TİC Holding Header
  • USD 32.343
  • EUR 35.103
  • Altın 2307.974
  • BIST 100 8880.09
  • Genel

(Özel) Doç. Dr. Özmen, “6,8 büyüklüğündeki bir depremin artçıları da 6 büyüklüğüne yaklaşabilir”

Doç. Dr. Bülent Özmen, Elazığ’da yaşanan 6,8 büyüklüğündeki depremin artçılarının da tehlikeli sonuçlar doğurabileceğini, “6,8 büyüklüğündeki bir depremin artçıları da 6 büyüklüğüne yaklaşabilir” ifadeleriyle aktardı.

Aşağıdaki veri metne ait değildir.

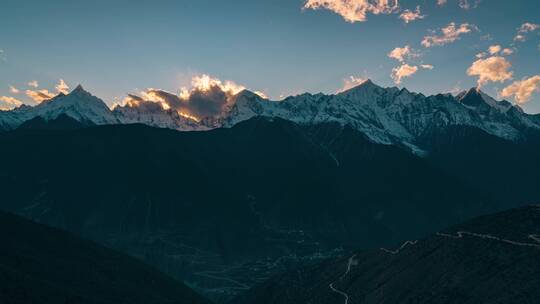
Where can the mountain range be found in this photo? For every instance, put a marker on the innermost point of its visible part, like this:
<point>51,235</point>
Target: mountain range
<point>267,186</point>
<point>385,115</point>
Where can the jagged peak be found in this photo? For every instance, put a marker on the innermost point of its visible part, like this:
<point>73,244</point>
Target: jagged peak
<point>475,97</point>
<point>366,86</point>
<point>247,94</point>
<point>79,90</point>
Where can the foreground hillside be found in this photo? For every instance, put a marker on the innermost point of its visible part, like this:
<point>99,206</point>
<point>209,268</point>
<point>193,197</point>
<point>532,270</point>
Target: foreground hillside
<point>225,209</point>
<point>39,264</point>
<point>491,259</point>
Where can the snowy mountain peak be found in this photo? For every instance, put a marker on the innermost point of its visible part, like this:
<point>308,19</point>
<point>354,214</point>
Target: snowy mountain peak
<point>477,99</point>
<point>79,90</point>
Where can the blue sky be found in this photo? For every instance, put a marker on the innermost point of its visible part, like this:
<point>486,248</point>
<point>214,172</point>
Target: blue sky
<point>277,47</point>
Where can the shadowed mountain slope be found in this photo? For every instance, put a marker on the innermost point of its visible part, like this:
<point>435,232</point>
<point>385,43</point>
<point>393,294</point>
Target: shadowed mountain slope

(Özel) Doç. Dr. Özmen, “6,8 büyüklüğündeki bir depremin artçıları da 6 büyüklüğüne yaklaşabilir”
Gazi Üniversitesi Deprem Mühendisliği Uygulama ve Araştırma Merkezi’nde görev yapan Doç. Dr. Bülent Özmen, Elazığ ili Sivrice İlçesinde dün akşam saat 20.55’te meydana gelen 6,8’lik deprem konusunda İHA’ya açıklamalarda bulundu. Doğu Anadolu fay hattı üzerinde çok uzun zamandır büyük bir deprem yaşanmadığına ve meydana gelen depremin beklendiğine dikkat çeken Özmen, artçıların da tehlikeli olabileceğini açıkladı. Türkiye kara sınırının yanı sıra; Akdeniz, Ege, Karadeniz ve Marmara Denizi üzerindeki faylarla birlikte 800’e yakın diri fayın olduğunu aktaran Özmen, vatandaşlara da uyarılarda bulundu.

"Doğu Anadolu fayı üzerinde gerilimin sürekli biriktiğini ve ilerleyen yıllarda büyük bir depremle döneceğini gösteriyordu"

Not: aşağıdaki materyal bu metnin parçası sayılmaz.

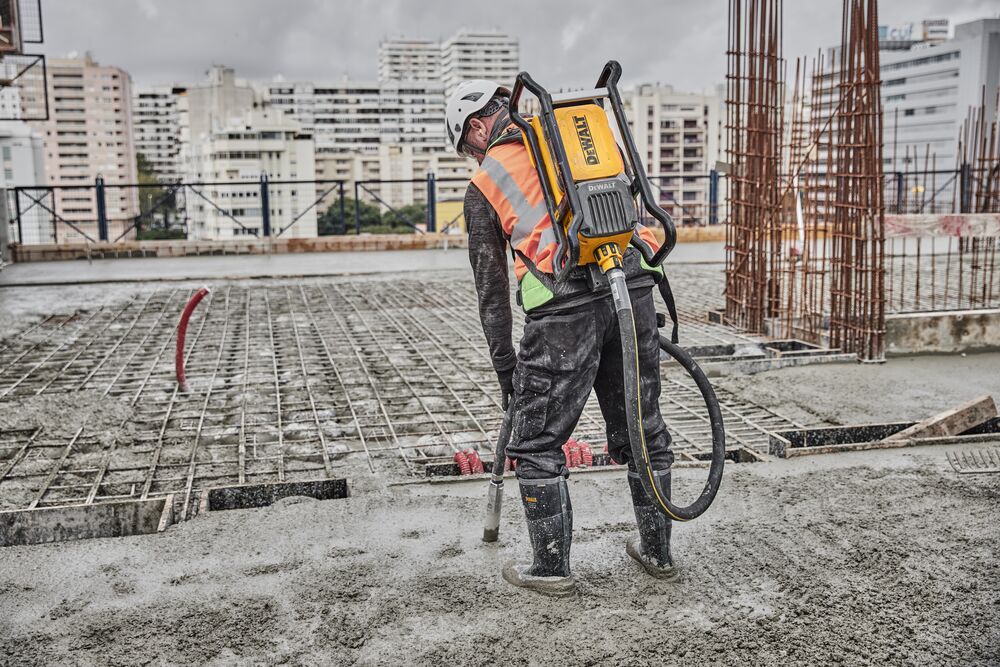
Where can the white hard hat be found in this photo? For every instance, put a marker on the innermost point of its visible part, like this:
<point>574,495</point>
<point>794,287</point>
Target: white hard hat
<point>468,98</point>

Gazi Üniversitesi Deprem Mühendisliği Uygulama ve Araştırma Merkezi’nde görev yapan Doç. Dr. Bülent Özmen, Doğu Anadolu fayının uzun zamandır suskun olduğuna değinerek, 1971 yılında Bingöl’de yaşanan depremi hatırlattı. Söz konusu 6,7’lik Bingöl depremi sonrasında 600 kilometre uzunluğundaki fay hattı üzerinde yıkıcı bir deprem olmadığına dikkat çeken Özmen, Elazığ depreminin öngörüldüğünü de söyledi. Özmen, “Deprem konusunda çalışan, yer bilimi konusunda çalışan bütün bilim insanları Doğu Anadolu Fayının deprem tehlikesinin oldukça yükseldiğini ve bu bölgede büyük bir depremin olma ihtimalinin yüksek olduğunu uzun yıllardır dile getiriyorlar. Bunu Doğu Anadolu fayının duruma bağlı olarak söylüyorlar. MTA tarafından haritalanmış ve ortaya çıkarılmış deprem üretme potansiyeli olan faylar. Levha hareketlerine bağlı olarak bölgedeki kayma hızları belli, dolayısıyla ailesel ve tarihsel dönemde oluşan hasar yapıcı depremleri de biliyoruz. Son 120 yıldır Doğu Anadolu fayı üzerinde gerçekleşen depremlere baktığımızda çok uzun zamandır bu bölgede büyük bir depremin olmadığını görüyoruz. Sadece 1971 yılında Bingöl’de 6,7 büyüklüğünde bir deprem olmuş. Onun haricinde 600 kilometre uzunluğundaki fay hattında herhangi büyük bir deprem olmamış. Bu bize kayma hızına bağlı olarak Doğu Anadolu fayı üzerinde gerilimin sürekli biriktiğini ve ilerleyen yıllarda büyük bir depremle döneceğini gösteriyordu. Bu konuda öngörülerimiz de mevcuttu. Nitekim dün gece meydana gelen deprem bizim bu öngörülerimizi doğrular nitelikteydi” ifadelerini kullandı.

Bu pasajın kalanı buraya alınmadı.